I have usually just jammed to records and back tracks--and I always take a little time to listen to some of my favorites. In other words, I have been totally undisciplined and just out to have a good time.
Lately, I've been getting more into a more focused practice time--I actually pull out my books and CD's and study stuff like Dave Barrett's fine books. or some of Gussow's lessons. I have even started working a lot of scales in third position.
I think there is room for both approaches--at least once a week I just have a beer and boogie with my best tracks for the sheer fun of it, but the more focused practice is what will make me a better player--it's just too easy to get into a bag with the jamming method--it is fun, but I never get any new material going on my own. . .
I try to stick to a few techniques I need to work on or a song I'm learning. Sometimes I leave some time for jamming but I try to practice focused first.
I started playing harp almost 17 years ago.I've shamefullyneglected pratice for years. When I first started I spent a few weeks with Tony Glover's "Blues Harp" books then jumped into the bloodyfray. I've learned most everything I know giging and jaming. I play professionalybut I'm nowhere nearthe player I should be.
In the last few months I've started regular practice. Scales and focus on percision. I'm spending a lot oftime with 1st & 3rdposition blues. It's fun and more of a challenge for me thanthe 2nd position that I play most of the time. 2nd can be forgiving to slop.
Any and allof Adam Gussow and Jason Ricci's youtube videos are great larning tools. Find something you like and dig in.
You'll find time to jam, but the time spent on personal practice will make the jams that much more rewarding. Just keep Harpin'
Hi, many scale pattern and note for note by CD, play fast bluegrass tune.
I think live performance is best practice for me
Your practice routine sounds much like my own. I also try to make sure that I get some practice in the morning, mid day while driving around and before bed everyday. I don't consider playing with others practice but more of a marker of where my practice has taken me but it is where I have the most fun. At first practice was more like work but now after many years I am learning to have fun with all of it.
I use a Jam track CD and play all 8 songs 3-4 days a week with AMP
I'm sure different people approach practice in different ways. I try to do (not always in this exact order), scales, figures, patterns, and speed exercises with a metronome (very important), then learn or refine a real song, then practice whatever technique someone most recently showed me and improvise and such. If it seems like you don't jam enough I recommend downloading some jam tracks or just playing along with some of your favorite cds.

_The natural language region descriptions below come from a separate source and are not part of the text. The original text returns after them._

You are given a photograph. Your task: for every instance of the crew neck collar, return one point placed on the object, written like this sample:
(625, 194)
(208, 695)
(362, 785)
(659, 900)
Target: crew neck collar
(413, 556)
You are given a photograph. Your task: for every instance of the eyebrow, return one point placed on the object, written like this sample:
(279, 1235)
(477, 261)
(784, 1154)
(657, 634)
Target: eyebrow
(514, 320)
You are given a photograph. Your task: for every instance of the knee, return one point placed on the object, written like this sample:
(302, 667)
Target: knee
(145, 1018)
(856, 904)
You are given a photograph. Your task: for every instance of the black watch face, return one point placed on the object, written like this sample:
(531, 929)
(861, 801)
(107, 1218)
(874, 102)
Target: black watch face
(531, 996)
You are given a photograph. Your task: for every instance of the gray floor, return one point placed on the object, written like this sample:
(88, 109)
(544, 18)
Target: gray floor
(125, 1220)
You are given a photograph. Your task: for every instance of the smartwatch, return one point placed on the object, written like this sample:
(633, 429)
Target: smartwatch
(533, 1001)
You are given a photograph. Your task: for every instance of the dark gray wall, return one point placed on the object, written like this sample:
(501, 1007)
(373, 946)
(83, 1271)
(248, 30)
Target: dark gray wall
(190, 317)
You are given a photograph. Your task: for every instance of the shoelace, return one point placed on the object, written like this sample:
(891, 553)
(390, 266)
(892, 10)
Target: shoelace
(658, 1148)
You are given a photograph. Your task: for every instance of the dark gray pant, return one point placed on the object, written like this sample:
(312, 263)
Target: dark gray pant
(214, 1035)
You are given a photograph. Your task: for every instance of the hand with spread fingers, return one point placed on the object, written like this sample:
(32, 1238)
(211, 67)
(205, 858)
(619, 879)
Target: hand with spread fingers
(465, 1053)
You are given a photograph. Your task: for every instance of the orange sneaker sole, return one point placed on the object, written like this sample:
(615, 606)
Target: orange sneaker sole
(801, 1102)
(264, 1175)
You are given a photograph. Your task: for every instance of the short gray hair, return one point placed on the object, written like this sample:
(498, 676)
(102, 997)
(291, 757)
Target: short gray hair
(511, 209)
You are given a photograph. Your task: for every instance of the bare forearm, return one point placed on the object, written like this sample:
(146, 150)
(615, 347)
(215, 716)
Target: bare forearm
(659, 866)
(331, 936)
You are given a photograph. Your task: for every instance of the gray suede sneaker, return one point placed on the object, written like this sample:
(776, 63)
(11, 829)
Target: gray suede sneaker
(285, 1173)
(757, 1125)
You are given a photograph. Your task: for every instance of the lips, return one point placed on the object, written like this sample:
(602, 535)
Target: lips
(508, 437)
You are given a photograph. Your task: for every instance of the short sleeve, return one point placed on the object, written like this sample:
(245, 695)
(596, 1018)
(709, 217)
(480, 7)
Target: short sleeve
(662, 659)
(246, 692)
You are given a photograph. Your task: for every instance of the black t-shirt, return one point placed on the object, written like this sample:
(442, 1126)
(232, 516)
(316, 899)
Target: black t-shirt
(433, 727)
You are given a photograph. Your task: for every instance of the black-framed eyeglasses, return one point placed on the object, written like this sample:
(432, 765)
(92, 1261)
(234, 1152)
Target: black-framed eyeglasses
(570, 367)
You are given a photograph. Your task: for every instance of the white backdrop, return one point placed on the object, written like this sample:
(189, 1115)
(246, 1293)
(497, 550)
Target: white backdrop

I think the best way to practice is
1. Start with breathing exercises like chord chugging at 1-3 holes. A lot of tonguing will help relaxing your tongue and jaw. 5 minutes
2. Then goes to scales and exercises without bends. 5 minutes
3. Then work on particular technique like bending, overbending, tongue blocking (not all at the same time). 20 minutes
4. Play 3-4 tunes you are familiar with, improvise over chord progression. 20 minutes
5. Work on new tune. 20 minutes.
6. Just have fun. 20 minutes
7. Ear training,work on musictheory. 30 minutes.
To be honest I rare go for this program as I usually have to work a lot more at tunes which I'll play next gig, than other practice.